The pollsters, well, they failed to do their job correctly. Polling is a subset of market research that is, it is a research discipline. The researcher:

  • Establishes the population to be studied, including its size, and makes an assessment as to the sample size that would appropriately represent the whole population
  • Develops a survey instrument – even the simplest survey instrument has to be carefully crafted
  • Tests the survey instrument
  • Corrects the survey instrument
  • Gathers the data
  • Tests the data for validity
  • If necessary, a larger sample size is gathered

The researcher also understands that all surveys have bias. End user surveys, essentially polling, are highly vulnerable to bias. First, respondents often lie.
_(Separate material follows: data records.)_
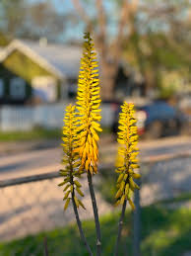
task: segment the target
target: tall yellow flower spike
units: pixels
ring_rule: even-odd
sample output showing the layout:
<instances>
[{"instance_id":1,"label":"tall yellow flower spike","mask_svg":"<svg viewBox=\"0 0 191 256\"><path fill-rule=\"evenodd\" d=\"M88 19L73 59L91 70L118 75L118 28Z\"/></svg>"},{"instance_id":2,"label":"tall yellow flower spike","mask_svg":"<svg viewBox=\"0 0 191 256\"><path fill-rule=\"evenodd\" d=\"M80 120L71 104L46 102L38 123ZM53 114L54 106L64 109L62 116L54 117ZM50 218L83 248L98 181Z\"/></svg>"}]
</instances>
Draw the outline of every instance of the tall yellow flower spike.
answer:
<instances>
[{"instance_id":1,"label":"tall yellow flower spike","mask_svg":"<svg viewBox=\"0 0 191 256\"><path fill-rule=\"evenodd\" d=\"M74 152L76 147L76 134L77 134L77 125L76 125L76 113L75 106L69 105L66 108L66 115L64 118L64 127L63 127L63 136L62 136L62 146L64 156L62 158L62 163L64 164L64 169L60 171L60 175L64 176L64 181L61 182L58 186L64 186L64 198L66 201L64 210L69 206L69 203L74 198L77 208L81 206L85 209L83 203L77 198L76 194L78 193L81 197L84 197L84 194L81 191L81 184L78 181L80 177L79 166L81 161L79 160L79 155Z\"/></svg>"},{"instance_id":2,"label":"tall yellow flower spike","mask_svg":"<svg viewBox=\"0 0 191 256\"><path fill-rule=\"evenodd\" d=\"M101 131L99 79L97 70L96 53L90 33L85 34L83 57L78 81L77 110L79 117L77 151L81 157L80 170L87 170L91 174L97 172L98 135Z\"/></svg>"},{"instance_id":3,"label":"tall yellow flower spike","mask_svg":"<svg viewBox=\"0 0 191 256\"><path fill-rule=\"evenodd\" d=\"M117 180L117 193L115 198L117 199L116 205L123 204L125 200L128 200L132 209L135 206L131 200L135 189L139 189L139 186L133 179L139 179L141 175L135 173L134 169L139 168L137 155L139 148L137 147L138 135L136 119L134 118L134 105L132 103L126 103L121 106L122 113L119 117L119 132L117 141L121 146L118 149L118 157L116 164L116 172L119 173Z\"/></svg>"}]
</instances>

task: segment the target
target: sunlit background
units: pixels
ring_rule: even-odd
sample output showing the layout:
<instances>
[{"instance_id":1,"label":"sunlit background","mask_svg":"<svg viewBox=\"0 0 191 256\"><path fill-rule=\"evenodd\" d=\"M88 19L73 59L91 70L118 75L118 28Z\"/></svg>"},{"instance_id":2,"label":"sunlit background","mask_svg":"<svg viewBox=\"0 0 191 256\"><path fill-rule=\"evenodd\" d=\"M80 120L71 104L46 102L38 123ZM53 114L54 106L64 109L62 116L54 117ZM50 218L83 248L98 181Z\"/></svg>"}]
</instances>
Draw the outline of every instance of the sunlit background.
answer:
<instances>
[{"instance_id":1,"label":"sunlit background","mask_svg":"<svg viewBox=\"0 0 191 256\"><path fill-rule=\"evenodd\" d=\"M0 256L43 255L44 237L50 255L85 255L57 184L63 115L75 103L86 31L101 86L95 182L103 255L112 255L117 228L114 163L125 100L136 107L143 178L120 255L189 256L190 0L0 1ZM84 203L82 218L90 219L88 196ZM94 244L92 220L85 226Z\"/></svg>"}]
</instances>

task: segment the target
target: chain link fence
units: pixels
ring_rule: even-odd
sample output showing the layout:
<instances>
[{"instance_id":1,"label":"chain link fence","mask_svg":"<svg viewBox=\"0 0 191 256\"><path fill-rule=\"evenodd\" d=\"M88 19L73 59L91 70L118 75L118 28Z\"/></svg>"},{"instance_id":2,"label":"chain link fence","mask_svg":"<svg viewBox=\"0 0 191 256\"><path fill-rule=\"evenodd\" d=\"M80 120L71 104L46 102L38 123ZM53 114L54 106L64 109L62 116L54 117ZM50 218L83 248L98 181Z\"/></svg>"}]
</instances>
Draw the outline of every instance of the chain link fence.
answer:
<instances>
[{"instance_id":1,"label":"chain link fence","mask_svg":"<svg viewBox=\"0 0 191 256\"><path fill-rule=\"evenodd\" d=\"M152 236L156 231L158 233L161 227L168 229L168 222L166 219L164 221L165 214L169 217L168 213L172 214L179 209L191 209L190 156L190 152L184 152L142 160L141 190L135 194L137 211L132 221L131 218L127 219L128 228L123 231L123 249L120 255L176 255L173 251L170 252L172 254L162 254L159 252L158 246L153 245L149 253L145 251L152 239L157 243L159 237ZM108 170L108 166L101 167L100 172L101 170ZM95 179L96 186L100 180ZM50 255L87 255L81 251L78 230L72 227L68 229L69 224L75 221L75 215L72 207L63 211L62 188L57 186L61 181L62 178L55 172L0 181L0 256L43 255L43 239L46 236ZM81 210L80 216L82 219L91 219L93 212L88 184L86 180L82 182L85 192L83 203L87 211ZM103 235L104 238L107 235L108 240L104 242L103 251L109 252L109 248L114 245L114 235L111 234L117 228L118 210L113 210L112 205L104 200L101 191L96 191L96 198L99 214L109 215L109 220L102 220ZM148 214L151 214L151 221ZM88 229L88 239L91 239L91 243L95 242L92 222L85 223L85 227ZM162 236L161 233L160 235ZM73 240L73 237L76 238ZM132 237L132 244L127 237ZM164 236L163 238L165 239ZM74 247L74 250L68 250L70 247ZM133 249L129 249L130 247ZM188 249L191 251L186 244L185 253ZM103 252L103 255L112 253Z\"/></svg>"}]
</instances>

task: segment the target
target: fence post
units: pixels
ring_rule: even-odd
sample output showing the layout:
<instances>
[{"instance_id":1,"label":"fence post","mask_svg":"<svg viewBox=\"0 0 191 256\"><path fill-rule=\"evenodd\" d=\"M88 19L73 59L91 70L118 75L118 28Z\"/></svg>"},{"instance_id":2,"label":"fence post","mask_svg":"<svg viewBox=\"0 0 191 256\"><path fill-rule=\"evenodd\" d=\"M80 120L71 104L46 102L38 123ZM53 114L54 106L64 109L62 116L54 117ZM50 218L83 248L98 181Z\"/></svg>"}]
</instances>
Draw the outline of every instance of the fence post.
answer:
<instances>
[{"instance_id":1,"label":"fence post","mask_svg":"<svg viewBox=\"0 0 191 256\"><path fill-rule=\"evenodd\" d=\"M141 188L141 180L137 184ZM141 205L139 190L135 191L134 204L136 210L133 213L133 256L141 256Z\"/></svg>"}]
</instances>

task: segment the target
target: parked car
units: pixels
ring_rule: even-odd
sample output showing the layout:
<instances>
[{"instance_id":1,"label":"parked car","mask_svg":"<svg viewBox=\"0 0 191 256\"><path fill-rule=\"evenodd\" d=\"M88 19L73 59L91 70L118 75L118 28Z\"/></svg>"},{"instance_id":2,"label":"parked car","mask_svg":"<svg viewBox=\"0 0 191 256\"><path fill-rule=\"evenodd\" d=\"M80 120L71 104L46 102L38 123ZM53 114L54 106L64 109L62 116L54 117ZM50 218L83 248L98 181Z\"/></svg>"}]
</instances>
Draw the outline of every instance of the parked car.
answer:
<instances>
[{"instance_id":1,"label":"parked car","mask_svg":"<svg viewBox=\"0 0 191 256\"><path fill-rule=\"evenodd\" d=\"M136 118L138 133L146 138L158 138L163 135L174 135L184 132L188 125L188 118L178 109L166 102L159 100L151 104L137 107ZM120 107L114 112L112 132L118 129L118 116Z\"/></svg>"}]
</instances>

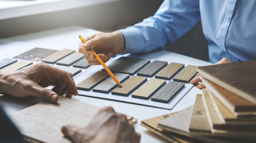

Second, the analyst (or pollster) may have a bias for a certain result and may make assumptions that would force the poll in a certain direction.

The point of any market research is to set the experiment up so that the possibility of result altering bias is reduced.

In the case of the 2016 US presidential election incorrect polling during the Republican primary should have rung a really big bias warning bell and the pollsters should have course corrected. Doing so may not have changed a thing but it would have lessened the shock on Election Day.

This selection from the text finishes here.